- Florence MacDowell, c. 1912
- Born: Florence Ina MacDowell 23 April 1873 Victoria, Australia
- Died: 25 April 1939 (aged 66) Victoria, Australia

= Florence MacDowell =

Australian nurse (1873-1939)

Florence Ina MacDowell (c.1870s – 25 April 1939) was an Australian nurse who served in World War I.

==Early life==
MacDowell was born in the mid-1870s in Melbourne to Swanston Hay MacDowell and Kathleen Champ. She trained as a nurse at the Alfred Hospital in Melbourne, Victoria and the Queens Hospital in Adelaide, South Australia.

== Career ==
After completing her training, MacDowell opened her own private hospital called ‘Windarra' at Toorak in Melbourne. That hospital was bought by the future philanthropist Edith Hughes-Jones. She left it to travel in Europe and was on the island of Elba in Tuscany, Italy when war broke out in 1914. MacDowell travelled to England and joined the British Red Cross. She was sent to a Red Cross hospital in Serbia, where she nursed until early 1916 when the German army overwhelmed the Serbian forces and she was evacuated back to England. Her obituary stated that she "narrowly escaped" being made a prisoner of war by the Germans during the retreat.

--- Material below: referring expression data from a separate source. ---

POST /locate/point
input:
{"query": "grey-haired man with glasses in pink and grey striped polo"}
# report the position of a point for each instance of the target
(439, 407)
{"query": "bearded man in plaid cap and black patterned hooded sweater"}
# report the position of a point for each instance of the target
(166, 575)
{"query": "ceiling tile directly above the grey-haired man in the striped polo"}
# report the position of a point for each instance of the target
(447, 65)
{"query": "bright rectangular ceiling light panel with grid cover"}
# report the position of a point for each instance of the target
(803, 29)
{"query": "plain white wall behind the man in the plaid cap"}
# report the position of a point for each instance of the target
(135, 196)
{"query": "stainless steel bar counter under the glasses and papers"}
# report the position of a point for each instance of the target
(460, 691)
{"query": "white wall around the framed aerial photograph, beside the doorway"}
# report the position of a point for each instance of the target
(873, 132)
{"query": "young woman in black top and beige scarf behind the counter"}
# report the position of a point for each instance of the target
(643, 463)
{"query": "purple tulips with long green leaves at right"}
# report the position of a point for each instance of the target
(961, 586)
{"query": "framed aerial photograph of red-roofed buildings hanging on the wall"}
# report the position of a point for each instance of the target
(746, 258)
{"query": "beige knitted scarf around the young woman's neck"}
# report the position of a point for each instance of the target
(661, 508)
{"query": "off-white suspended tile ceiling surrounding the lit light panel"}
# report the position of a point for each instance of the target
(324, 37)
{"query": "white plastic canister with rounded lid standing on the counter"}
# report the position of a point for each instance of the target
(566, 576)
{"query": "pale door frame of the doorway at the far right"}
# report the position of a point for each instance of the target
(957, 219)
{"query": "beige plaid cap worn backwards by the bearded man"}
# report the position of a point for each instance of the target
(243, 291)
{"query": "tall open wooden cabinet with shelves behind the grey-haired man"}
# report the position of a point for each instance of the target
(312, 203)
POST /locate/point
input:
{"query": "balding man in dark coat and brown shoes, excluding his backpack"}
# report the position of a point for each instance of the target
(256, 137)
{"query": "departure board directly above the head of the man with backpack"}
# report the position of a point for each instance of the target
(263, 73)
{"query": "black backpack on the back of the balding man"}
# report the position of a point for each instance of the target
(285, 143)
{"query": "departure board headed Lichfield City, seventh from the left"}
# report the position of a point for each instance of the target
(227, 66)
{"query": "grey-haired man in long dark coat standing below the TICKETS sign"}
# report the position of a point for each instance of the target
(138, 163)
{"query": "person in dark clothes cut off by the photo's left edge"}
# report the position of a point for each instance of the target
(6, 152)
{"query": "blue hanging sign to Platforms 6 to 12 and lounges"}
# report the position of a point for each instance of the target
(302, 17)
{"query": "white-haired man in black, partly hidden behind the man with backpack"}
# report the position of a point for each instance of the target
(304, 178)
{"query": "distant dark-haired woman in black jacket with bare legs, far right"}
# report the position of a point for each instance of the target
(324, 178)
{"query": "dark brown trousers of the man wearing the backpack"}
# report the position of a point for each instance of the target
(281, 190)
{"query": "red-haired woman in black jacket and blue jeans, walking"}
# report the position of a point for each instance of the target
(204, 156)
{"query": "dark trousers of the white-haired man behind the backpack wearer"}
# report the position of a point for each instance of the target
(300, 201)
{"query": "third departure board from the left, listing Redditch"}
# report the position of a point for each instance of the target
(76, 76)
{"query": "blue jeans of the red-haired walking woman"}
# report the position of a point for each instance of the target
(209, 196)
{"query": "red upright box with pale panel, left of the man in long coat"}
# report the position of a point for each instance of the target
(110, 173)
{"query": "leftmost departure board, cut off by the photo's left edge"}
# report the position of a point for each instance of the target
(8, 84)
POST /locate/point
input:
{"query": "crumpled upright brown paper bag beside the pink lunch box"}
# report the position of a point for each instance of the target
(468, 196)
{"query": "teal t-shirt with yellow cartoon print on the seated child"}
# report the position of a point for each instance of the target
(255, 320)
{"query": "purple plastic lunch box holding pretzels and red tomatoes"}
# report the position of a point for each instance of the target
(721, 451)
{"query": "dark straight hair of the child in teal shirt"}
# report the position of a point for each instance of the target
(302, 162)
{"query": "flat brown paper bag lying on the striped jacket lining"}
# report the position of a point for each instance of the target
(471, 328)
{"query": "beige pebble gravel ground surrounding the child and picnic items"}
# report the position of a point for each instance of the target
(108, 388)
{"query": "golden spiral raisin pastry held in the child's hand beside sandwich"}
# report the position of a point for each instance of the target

Back in England, MacDowell joined the Millicent Fawcett Union, under the British Red Cross, and later in 1916 returned to Europe as the matron of an 80-bed hospital in Volhynia, Russia. The hospital had been established as an infectious hospital for civilians and soldiers and was located almost 100 kilometres behind the Galician Front. Patients predominantly suffered from scarlet fever, erysipelas, smallpox and dysentery. MacDowell moved to a new position as matron of a surgical hospital at Podgorica, but in July 1917 the German forces again broke through and MacDowell's unit was evacuated back to England.

MacDowell stayed in England and began working as an Investigator for the British Branch of the Board of Pensions Commissions, initially for the Canadian government and then for the Australian. After this, she worked on the east coast of Canada in immigration, before returning to England to work for the children's charity Barnado's. She later returned to Australia and worked with the first boys to immigrate to Sydney under the Barnados child migration scheme.

MacDowell died in Melbourne on 25 April 1939 after a long illness.